A eleição do socialista Lugo, há quatro anos, marcou o fim de seis décadas de hegemonia política no Paraguai do conservador Partido Colorado. Mas a falta de maioria parlamentar o impediu de cumprir sua plataforma de reformas voltadas para os pobres.

Seu mandato também ficou marcado por escândalos pessoais -ele reconheceu dois filhos- e por um câncer que ele venceu.

PROTESTOS

Após a aprovação do processo de impeachment, centenas de manifestantes favoráveis e contrários ao governo convergiram para a praça em frente ao Congresso, onde houve confrontos.

"Eles precisam escutar o povo também. Não acho que esse impeachment seja a forma de avançar, não acho que seja necessário", disse a professora Amalia Allende, de 40 anos, que soluçava na praça, levando a bandeira tricolor paraguaia.

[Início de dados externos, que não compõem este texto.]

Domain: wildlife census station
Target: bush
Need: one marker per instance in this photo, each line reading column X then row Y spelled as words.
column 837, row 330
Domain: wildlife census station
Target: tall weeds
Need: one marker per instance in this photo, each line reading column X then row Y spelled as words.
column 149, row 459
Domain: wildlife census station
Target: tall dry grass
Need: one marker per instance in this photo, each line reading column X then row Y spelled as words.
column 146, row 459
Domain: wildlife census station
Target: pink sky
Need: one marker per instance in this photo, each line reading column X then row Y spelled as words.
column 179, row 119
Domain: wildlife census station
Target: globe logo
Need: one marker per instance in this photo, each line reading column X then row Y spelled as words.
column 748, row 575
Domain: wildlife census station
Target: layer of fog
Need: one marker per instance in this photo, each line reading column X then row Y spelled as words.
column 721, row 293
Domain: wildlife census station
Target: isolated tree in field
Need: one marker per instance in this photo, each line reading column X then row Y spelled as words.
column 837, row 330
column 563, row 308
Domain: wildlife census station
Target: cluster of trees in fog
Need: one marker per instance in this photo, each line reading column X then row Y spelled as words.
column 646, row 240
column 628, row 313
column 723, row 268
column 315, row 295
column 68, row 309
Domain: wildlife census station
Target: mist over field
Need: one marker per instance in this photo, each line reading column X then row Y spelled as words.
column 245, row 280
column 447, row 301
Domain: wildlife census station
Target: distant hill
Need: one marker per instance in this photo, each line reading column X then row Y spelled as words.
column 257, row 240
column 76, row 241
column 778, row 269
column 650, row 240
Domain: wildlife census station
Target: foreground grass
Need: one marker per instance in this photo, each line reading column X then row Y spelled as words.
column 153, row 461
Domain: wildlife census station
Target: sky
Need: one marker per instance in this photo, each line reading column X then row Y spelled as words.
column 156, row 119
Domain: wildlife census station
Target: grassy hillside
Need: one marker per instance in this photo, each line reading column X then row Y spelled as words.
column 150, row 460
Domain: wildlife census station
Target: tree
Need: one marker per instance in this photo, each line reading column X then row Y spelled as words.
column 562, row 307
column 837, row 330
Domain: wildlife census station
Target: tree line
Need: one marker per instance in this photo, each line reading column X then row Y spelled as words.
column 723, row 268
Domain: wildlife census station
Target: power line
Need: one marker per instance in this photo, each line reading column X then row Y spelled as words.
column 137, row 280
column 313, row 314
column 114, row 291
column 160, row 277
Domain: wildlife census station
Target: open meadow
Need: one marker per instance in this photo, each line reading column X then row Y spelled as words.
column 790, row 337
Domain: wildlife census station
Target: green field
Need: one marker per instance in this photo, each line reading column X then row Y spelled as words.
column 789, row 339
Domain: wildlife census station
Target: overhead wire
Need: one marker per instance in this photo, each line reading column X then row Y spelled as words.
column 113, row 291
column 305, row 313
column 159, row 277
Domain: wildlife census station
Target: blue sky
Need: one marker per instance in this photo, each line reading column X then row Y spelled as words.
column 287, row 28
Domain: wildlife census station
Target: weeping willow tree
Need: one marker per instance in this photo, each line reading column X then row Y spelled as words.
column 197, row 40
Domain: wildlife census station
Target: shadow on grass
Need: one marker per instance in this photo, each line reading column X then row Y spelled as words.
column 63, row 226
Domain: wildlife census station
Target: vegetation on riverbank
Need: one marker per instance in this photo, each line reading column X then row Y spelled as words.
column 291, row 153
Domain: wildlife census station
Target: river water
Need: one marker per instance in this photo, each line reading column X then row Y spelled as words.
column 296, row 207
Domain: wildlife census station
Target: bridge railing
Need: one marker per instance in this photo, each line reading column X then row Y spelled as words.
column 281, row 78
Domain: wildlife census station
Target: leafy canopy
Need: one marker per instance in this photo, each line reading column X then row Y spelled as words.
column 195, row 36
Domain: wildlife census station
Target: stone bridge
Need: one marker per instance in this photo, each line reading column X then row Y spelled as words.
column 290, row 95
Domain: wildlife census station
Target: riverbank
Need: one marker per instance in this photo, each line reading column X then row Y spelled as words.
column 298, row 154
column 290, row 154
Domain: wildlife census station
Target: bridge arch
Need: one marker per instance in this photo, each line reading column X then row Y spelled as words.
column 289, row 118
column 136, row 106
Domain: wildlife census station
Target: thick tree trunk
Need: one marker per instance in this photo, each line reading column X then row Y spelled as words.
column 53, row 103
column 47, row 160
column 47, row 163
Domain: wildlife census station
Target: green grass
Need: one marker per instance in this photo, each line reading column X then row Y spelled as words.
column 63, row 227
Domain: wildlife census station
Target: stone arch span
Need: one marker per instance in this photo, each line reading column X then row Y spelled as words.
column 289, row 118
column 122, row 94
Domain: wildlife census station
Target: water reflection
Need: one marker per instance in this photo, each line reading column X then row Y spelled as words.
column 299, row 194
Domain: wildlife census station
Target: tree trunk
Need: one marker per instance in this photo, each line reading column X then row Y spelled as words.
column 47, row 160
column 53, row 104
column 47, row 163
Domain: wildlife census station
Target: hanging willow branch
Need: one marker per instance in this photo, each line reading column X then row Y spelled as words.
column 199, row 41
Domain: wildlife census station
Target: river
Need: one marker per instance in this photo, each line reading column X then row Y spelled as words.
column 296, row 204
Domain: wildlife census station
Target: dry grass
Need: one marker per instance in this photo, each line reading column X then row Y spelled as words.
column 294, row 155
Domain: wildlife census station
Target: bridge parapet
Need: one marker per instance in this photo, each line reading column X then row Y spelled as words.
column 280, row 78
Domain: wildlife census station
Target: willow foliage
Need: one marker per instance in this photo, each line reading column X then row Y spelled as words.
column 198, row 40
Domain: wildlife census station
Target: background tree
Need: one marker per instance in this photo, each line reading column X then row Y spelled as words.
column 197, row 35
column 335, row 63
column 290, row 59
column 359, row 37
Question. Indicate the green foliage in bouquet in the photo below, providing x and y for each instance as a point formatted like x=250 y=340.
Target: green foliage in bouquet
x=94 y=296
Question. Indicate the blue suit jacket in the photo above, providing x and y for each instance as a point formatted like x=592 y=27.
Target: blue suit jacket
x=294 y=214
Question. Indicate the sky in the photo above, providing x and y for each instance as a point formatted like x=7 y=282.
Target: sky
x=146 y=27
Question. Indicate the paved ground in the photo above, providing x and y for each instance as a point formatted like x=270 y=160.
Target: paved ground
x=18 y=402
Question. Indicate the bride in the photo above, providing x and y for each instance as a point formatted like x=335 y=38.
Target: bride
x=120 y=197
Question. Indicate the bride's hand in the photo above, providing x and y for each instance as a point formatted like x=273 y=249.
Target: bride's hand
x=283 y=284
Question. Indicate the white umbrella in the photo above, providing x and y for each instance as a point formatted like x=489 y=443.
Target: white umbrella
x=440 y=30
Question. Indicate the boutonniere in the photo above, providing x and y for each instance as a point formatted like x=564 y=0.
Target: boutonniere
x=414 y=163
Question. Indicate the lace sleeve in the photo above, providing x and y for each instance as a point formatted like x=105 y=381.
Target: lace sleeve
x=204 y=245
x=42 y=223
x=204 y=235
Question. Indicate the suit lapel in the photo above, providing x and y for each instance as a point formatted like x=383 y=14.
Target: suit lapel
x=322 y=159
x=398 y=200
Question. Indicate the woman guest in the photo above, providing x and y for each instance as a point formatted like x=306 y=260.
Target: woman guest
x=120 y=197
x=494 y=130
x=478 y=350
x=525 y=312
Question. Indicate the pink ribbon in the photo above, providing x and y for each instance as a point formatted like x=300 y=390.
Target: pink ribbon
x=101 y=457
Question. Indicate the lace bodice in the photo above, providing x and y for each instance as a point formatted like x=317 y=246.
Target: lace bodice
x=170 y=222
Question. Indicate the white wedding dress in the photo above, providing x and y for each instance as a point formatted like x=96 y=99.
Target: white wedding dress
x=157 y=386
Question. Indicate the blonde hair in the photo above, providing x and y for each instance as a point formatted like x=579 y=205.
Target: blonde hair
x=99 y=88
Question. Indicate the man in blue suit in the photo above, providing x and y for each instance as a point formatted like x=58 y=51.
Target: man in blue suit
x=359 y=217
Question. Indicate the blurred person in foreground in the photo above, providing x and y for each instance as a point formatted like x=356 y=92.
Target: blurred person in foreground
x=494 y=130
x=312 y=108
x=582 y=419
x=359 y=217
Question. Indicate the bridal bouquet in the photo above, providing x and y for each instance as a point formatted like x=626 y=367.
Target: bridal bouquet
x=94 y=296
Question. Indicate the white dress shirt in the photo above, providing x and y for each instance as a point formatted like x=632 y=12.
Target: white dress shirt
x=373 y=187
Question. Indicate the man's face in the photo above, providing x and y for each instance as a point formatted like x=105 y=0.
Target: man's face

Governos da região pediram que a estabilidade e a democracia sejam respeitadas no Paraguai. O grupo regional Unasul anunciou o envio de uma delegação de chanceleres ainda nesta quinta-feira ao país.

"Estaremos lá para assegurar que a legitimidade democrática não será violada", disse o presidente equatoriano, Rafael Correa. "Algumas coisas são legais, mas não legítimas."

No Brasil, as autoridades acompanham a situação com "atenção e preocupação", segundo uma fonte.

A crise no governo de Lugo começou a se agravar na própria quinta-feira, quando o Partido Liberal, do vice-presidente Franco, retirou seu apoio ao presidente e determinou a demissão dos seus quatro ministros.

Os aliados liberais de Lugo ficaram indignados com a decisão dele, tomada depois do confronto agrário, de substituir o ministro do Interior por um ex-promotor ligado ao Partido Colorado.

Seis policiais e 11 camponeses morreram nos confrontos ocorridos na sexta-feira passada, num dos piores incidentes fundiários das últimas duas décadas no Paraguai.

Lugo disse na quarta-feira que pretendia nomear uma comissão para investigar as mortes, mas a medida não atenuou a pressão pela forma como a polícia lidou com a situação.

"Lugo mergulhou o país no caos, com uma ausência total de liderança para resolver os problemas do Paraguai", disse Fernando Moreno, de 35 anos, seguidor do Partido Liberal que se manifestava em frente ao Congresso.